But audiences fell in love with Robert Downey Jr. as Tony Stark, and with good reason — he was a funny, relatable, messed-up guy who just happened to fly around in a near-invulnerable metal suit. A snark machine and a tinkerer, he was the perfect superhero for the internet era.
The formula that worked then still works. Iron Man 3 is a perfectly OK superhero movie, with epic action and smart comedy. (Director and cowriter Shane Black, who wrote Lethal Weapon, knows his way around both genres.) But the elements that were once daring are starting to feel statistically approved — and tired.
Take the setup, which recalls The Incredibles. By slighting his biggest, dweebiest fan, we’re shown in a prologue set in 1999, Stark inadvertently created his latest nemesis. That’s Aldrich Killian (Guy Pearce), a biotech entrepreneur who may be linked to an international spate of bombings by a theatrical terrorist known as the Mandarin (Ben Kingsley).
The unctuous Killian also attempts to come between Stark and his girl, Pepper Potts (Gwyneth Paltrow), who are having relationship issues. Suffering from PTSD after the events of The Avengers, Stark takes refuge in his fleet of armored suits when Pepper would rather be cuddling a human being. This angsty subplot comes to a head when Stark’s hubris inspires him to do something stupid. The fallout relieves our hero of most of his shiny toys and puts him firmly on a (statistically approved) redemption arc.

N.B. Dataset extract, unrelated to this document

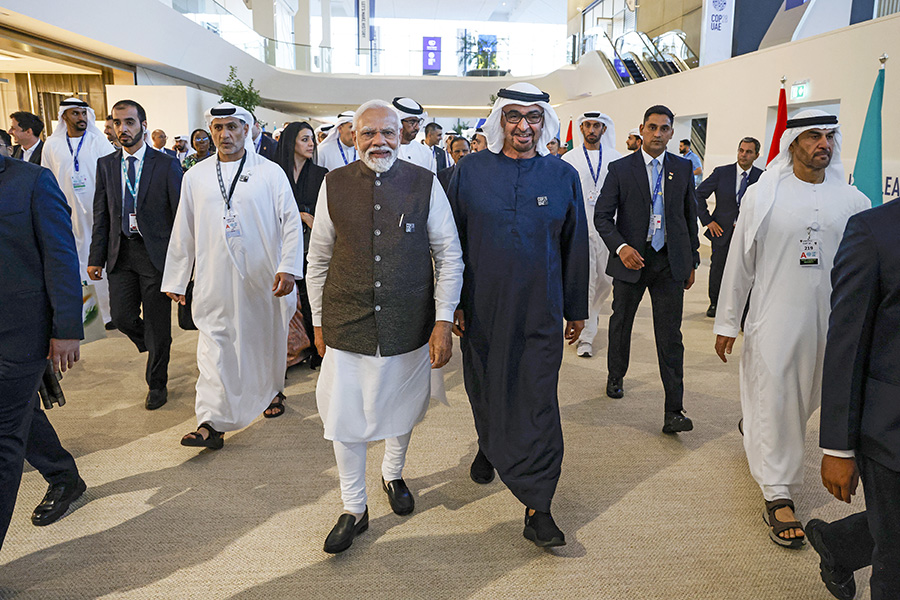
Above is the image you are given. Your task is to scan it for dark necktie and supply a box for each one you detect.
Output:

All this makes sense in character terms, and it’s a thrill ride, but it’s also supremely predictable. (Only one twist feels fresh, largely because of Kingsley’s talent.) When Stark finds himself stranded in flyover country, for instance, it’s hard not to groan when his savior is a plucky preteen (Ty Simpkins). Bruzzese could tell you that kids plus metal men equal big box office (remember Real Steel?). Of course, since this is Iron Man, Stark ribs the kid mercilessly. Their hard-edged banter is a welcome deviation from the Disney formula, but standard for this series — and it, too, gets tiring over the long haul.
The movie encourages us to feel like jaded, irreverent hipster-millionaires when we laugh at Stark’s wit, and then to respond like kids on a sugar high whenever something smashes or explodes. It’s a weird combination of higher-brain and lower-brain wish fulfillments — and, the more movies that formula generates, the more calculating and unsavory it feels. Iron Man was a breath of fresh air; now the series desperately needs one.
All Hollywood formulas started out as gambles that paid off big time. But if we let the statisticians run things, we might soon find those innovations in short supply.